The point is whether it does the right thing to all simlar dead code. Or if a human being has made the same analysis as you and added a shortcut that triggers when it sees this exact benchmark code.

The Mozilla guys clearly know this is dead code, do you really want them and every other javascript engine to be adding code targetted at this exact code snippet?

That's a good point; it appears to be doing legit dead code analysis, but the point still remains that if it's custom-tailored to detect that as dead code when it won't do it in the general case, it's cheating.

I may be eating my hat here, because I just replaced the cordicsincos() with the following:

  function numNumNum() {
    var I;
    var num = 10;
    for (I = 0; I < 10; I++) {
      num = num * num * num * num * num % num;
Using the same benchmarking framework, I get these times:

  Chrome: 849.5ms
      IE: 1226.4ms
That would seem to satisfy all the previous conditions - no leaked scope, no return, no external functions - but it doesn't get optimized away. I'd assumed that by "cheating", it would be hot-swapping that benchmark's bytecode for optimized bytecode, or running a function in C or something, rather than just cheating on the dead code optimization. Bad assumptions make for bad benchmarks!

Witch hunt on!

Cheald, could yu run this test:

function numNumNum() { var I; var num = 10; for (I = 0; I < 10; I++) { num = num + num + num + num + num - num; } }

See if that changes the results?

Sure.

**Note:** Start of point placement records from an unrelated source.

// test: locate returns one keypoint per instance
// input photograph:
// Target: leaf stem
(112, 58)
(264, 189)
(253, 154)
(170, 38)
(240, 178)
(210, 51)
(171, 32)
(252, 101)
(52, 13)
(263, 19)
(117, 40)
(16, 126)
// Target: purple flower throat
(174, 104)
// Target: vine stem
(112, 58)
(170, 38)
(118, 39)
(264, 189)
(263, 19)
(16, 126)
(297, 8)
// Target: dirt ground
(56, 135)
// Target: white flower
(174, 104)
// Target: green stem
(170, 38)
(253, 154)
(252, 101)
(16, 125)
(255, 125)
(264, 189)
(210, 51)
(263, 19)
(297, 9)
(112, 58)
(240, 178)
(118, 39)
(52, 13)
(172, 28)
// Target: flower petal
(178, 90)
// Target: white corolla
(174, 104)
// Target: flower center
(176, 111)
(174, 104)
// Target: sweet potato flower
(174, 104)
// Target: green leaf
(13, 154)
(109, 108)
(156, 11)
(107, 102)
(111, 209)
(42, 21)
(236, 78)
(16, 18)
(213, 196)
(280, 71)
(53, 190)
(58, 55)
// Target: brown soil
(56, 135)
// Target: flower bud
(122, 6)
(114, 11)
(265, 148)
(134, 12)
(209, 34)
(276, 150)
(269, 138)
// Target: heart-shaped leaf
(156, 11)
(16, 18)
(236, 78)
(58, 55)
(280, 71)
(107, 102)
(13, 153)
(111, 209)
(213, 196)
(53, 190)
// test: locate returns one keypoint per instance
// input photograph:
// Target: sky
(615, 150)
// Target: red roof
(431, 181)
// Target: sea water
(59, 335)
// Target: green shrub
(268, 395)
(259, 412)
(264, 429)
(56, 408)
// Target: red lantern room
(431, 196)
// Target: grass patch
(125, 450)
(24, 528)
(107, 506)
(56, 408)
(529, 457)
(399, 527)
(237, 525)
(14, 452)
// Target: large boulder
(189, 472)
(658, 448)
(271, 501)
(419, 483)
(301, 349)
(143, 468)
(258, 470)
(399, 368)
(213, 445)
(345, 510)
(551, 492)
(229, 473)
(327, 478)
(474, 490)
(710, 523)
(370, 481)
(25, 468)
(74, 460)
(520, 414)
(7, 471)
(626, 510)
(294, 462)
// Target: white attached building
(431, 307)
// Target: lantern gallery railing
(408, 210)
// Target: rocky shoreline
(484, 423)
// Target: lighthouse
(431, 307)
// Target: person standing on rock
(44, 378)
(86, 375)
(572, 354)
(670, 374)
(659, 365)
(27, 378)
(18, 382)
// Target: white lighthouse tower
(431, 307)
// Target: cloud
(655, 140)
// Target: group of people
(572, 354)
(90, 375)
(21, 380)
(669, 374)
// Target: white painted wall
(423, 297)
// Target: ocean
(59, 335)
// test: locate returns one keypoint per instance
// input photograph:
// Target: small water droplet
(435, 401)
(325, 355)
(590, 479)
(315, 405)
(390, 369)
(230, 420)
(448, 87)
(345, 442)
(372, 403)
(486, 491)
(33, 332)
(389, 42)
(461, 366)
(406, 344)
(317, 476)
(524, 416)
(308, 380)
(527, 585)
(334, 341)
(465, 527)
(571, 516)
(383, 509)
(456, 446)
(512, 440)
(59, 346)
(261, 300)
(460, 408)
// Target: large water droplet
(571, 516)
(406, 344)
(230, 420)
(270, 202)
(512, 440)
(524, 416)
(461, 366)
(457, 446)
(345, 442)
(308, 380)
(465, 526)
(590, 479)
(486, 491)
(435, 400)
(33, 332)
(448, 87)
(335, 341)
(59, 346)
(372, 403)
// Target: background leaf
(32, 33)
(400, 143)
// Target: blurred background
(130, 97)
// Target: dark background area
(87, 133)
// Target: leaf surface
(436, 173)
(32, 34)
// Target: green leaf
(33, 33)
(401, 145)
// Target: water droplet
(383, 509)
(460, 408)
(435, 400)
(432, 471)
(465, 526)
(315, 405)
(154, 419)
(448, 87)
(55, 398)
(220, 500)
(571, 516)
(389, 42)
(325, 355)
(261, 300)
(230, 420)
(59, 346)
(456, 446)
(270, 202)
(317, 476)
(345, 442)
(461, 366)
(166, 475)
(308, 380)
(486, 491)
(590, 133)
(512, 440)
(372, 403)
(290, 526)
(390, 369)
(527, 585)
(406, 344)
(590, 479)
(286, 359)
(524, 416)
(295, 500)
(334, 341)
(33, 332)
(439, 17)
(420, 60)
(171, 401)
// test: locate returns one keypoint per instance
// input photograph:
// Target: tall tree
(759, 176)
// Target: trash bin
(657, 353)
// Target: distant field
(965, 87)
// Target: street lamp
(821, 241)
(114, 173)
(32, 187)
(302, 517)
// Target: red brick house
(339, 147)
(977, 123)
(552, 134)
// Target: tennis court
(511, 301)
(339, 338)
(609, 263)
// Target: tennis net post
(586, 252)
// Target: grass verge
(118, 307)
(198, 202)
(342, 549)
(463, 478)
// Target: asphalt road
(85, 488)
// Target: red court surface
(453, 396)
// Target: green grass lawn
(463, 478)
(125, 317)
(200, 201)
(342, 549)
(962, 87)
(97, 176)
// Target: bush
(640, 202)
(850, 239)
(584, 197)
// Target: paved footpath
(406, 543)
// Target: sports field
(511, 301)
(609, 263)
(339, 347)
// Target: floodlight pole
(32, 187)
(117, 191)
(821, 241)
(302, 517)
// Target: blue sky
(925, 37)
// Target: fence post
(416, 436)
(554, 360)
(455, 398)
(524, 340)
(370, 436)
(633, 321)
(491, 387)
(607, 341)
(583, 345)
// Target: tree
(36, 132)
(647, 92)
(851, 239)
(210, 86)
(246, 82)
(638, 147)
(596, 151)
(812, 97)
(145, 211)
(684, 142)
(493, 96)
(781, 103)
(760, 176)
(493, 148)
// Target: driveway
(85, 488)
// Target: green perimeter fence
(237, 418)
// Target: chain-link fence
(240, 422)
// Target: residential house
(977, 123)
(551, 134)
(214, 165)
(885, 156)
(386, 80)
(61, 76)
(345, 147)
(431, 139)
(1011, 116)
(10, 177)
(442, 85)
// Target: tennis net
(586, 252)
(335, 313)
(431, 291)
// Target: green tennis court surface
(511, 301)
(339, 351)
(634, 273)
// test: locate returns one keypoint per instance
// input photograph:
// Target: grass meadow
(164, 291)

That does, in fact, optimize well!

Edit: I just published my testing setup here: https://github.com/cheald/SunSpider-deadcode

  --- tests/sunspider-0.9.1/math-cordic.js        2010-11-17 00:55:29.000000000 -0700
  +++ tests/sunspider-0.9.1-deadcode/math-cordic.js       2010-11-17 15:08:43.000000000 -0700
  @@ -80,11 +80,15 @@

   ///// End CORDIC

  +function numNumNum() { var I; var num = 10; for (I = 0; I < 10; I++) { num = num + num + num + num + num - num; } }
  +///// End CORDIC
   function cordic( runs ) {
     var start = new Date();

     for ( var i = 0 ; i < runs ; i++ ) {
  -      cordicsincos();
  +      numNumNum();

     var end = new Date();

  Chrome: 19.2ms
      IE: 1.0ms

I think this is just fragility, not cheating. I don't know JS super well, but in some languages you might see some rules associated with certain operations and preserving over/under flow exceptions and such.

In any case I think a few things happened here:

1) For whatever reason the "true" statement caused the compiler to think there was a side-effect potential. I suspect the compiler simply didn't know what to do with it, and they hadn't handled 'true;' or 'false;' as standalone statements in their optimizer. I bet if you put 'true;' in the middle of that loop it will break the DCE.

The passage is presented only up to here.